25–29 Jul 2022
Europe/Berlin timezone

Stability of the Yang-Mills theory vacuum and Cosmological Inflation.

26 Jul 2022, 17:55
20m

Speaker

George Savvidy

Description

We examine the phenomena of the chromomagnetic gluon condensation in Yang-Mills theory and the problem of stability of the vacuum state. The stability of the vacuum state is analysed in the nonlinear regime. It is shown that an apparent instability of the Yang Mills vacuum is a result of quadratic approximation. In the case of (anti)self-dual fields the interaction of chromomagnetic modes of the quantised field in the direction of zero modes is calculated by using a new method of infrared regularisation as well as by the integration over the collective variables of self-interacting zero modes. The deformation of (anti)self-dual fields is also considered in the nonlinear regime by the integration, in this case, over the collective variables of self-interacting unstable modes. All these vacuum field configurations are stable and indicate that the vacuum is stable and is a superposition of many states. The deep interrelation between elementary particle physics and cosmology manifests itself when one considers the contribution of quantum fluctuations of vacuum fields to the dark energy and the effective cosmological constant.
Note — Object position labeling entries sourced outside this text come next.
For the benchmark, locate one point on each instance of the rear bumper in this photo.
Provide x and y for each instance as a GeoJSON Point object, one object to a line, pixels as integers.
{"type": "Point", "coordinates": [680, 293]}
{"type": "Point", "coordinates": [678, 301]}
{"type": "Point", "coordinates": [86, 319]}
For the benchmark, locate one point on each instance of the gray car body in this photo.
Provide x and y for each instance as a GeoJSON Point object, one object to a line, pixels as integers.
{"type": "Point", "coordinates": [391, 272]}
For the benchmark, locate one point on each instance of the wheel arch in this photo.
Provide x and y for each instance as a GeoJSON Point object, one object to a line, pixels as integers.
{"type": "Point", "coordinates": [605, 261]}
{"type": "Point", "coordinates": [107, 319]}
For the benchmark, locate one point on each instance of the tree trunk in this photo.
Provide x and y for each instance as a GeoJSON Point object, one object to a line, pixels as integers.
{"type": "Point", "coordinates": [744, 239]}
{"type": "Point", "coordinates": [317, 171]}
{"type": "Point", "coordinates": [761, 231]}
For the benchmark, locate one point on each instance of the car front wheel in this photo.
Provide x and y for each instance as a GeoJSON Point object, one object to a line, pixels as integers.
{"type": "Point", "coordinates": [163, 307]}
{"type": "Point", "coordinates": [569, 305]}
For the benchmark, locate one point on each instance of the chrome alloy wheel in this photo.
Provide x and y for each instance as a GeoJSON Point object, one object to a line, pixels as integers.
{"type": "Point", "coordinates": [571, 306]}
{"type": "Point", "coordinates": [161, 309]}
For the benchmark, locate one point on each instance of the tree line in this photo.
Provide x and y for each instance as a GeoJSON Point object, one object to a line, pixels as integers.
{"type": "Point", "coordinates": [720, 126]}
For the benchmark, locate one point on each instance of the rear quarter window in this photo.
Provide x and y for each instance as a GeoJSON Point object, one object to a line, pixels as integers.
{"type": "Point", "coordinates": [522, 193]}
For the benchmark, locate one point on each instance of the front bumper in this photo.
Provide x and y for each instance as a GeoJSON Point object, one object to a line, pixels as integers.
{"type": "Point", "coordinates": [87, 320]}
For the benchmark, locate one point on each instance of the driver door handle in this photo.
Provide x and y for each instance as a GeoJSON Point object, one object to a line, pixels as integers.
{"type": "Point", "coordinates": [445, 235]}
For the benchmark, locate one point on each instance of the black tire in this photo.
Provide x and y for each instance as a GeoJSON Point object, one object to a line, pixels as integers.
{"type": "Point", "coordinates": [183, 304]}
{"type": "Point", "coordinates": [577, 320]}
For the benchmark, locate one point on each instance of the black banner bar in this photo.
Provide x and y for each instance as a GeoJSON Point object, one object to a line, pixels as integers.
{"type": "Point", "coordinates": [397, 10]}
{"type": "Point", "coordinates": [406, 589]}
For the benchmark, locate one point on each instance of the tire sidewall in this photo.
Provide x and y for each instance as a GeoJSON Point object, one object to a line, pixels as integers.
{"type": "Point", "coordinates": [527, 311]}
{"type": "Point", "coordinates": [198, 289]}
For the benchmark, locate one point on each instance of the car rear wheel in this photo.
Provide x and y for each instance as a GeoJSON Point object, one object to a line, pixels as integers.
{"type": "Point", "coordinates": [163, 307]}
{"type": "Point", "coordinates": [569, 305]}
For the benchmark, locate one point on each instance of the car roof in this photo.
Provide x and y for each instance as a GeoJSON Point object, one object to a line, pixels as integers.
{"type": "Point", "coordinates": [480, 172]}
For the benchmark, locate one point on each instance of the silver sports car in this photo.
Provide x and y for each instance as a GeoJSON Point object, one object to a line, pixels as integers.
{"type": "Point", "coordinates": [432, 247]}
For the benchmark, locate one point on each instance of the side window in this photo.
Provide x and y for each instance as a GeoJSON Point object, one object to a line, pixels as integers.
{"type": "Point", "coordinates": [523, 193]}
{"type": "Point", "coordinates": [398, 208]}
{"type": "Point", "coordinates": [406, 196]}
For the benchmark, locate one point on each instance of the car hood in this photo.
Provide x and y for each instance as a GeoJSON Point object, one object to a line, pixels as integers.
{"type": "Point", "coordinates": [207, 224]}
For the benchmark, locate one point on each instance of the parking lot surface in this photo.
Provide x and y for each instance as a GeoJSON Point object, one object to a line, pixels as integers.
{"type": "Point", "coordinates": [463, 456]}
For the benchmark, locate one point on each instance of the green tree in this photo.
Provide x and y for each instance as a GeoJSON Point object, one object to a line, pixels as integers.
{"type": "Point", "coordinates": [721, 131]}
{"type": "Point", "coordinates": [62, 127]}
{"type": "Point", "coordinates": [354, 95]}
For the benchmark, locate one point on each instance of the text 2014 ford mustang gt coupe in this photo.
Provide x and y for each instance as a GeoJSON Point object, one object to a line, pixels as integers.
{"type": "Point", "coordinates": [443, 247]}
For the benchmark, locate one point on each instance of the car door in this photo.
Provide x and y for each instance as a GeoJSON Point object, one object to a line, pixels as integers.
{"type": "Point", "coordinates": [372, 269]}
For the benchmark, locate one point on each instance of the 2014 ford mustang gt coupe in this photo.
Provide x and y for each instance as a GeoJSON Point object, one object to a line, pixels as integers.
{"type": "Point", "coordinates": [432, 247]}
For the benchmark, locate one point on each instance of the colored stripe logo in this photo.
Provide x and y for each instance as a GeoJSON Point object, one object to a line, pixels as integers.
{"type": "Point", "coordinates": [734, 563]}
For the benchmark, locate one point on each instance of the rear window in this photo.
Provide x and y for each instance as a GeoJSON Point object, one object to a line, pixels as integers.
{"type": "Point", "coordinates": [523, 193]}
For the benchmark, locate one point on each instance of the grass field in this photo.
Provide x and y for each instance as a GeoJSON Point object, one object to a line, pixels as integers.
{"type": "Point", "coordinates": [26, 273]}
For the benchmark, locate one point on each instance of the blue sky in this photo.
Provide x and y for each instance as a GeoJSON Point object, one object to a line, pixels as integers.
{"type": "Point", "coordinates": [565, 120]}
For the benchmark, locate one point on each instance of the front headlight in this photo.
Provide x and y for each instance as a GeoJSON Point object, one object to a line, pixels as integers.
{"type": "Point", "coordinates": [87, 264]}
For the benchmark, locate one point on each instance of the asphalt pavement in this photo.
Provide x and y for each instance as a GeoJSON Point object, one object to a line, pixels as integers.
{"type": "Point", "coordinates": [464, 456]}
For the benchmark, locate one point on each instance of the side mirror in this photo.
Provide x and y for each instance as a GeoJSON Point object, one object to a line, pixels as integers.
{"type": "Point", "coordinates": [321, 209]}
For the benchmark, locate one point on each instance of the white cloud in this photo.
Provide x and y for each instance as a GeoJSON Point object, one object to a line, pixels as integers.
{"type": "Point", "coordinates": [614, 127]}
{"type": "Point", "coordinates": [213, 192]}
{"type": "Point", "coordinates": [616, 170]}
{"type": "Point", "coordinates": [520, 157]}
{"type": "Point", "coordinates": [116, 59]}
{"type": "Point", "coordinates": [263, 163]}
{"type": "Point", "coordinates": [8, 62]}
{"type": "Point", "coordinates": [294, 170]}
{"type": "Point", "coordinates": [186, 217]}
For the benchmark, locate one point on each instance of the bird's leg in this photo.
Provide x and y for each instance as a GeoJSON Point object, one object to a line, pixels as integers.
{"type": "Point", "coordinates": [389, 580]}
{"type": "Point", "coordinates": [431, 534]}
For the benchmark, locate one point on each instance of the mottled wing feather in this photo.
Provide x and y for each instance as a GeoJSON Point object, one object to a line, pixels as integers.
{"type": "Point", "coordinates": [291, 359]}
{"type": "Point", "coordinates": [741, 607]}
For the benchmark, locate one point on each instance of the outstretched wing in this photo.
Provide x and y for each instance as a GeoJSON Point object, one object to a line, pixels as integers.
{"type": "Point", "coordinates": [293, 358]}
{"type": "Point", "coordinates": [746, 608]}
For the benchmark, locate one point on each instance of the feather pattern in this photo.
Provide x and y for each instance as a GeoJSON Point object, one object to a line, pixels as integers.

The contribution of zero-point energy exceeds by many orders of magnitude the observational cosmological upper bound on the energy density of the universe. Therefore it seems natural to expect that vacuum fluctuations of the fundamental fields would influence the cosmological evolution in any way. Our aim is to describe a recent investigation of the influence of the Yang-Mills vacuum polarisation and of the chromomagnetic condensation on the evolution of Friedmann cosmology, on inflation and on primordial gravitational waves.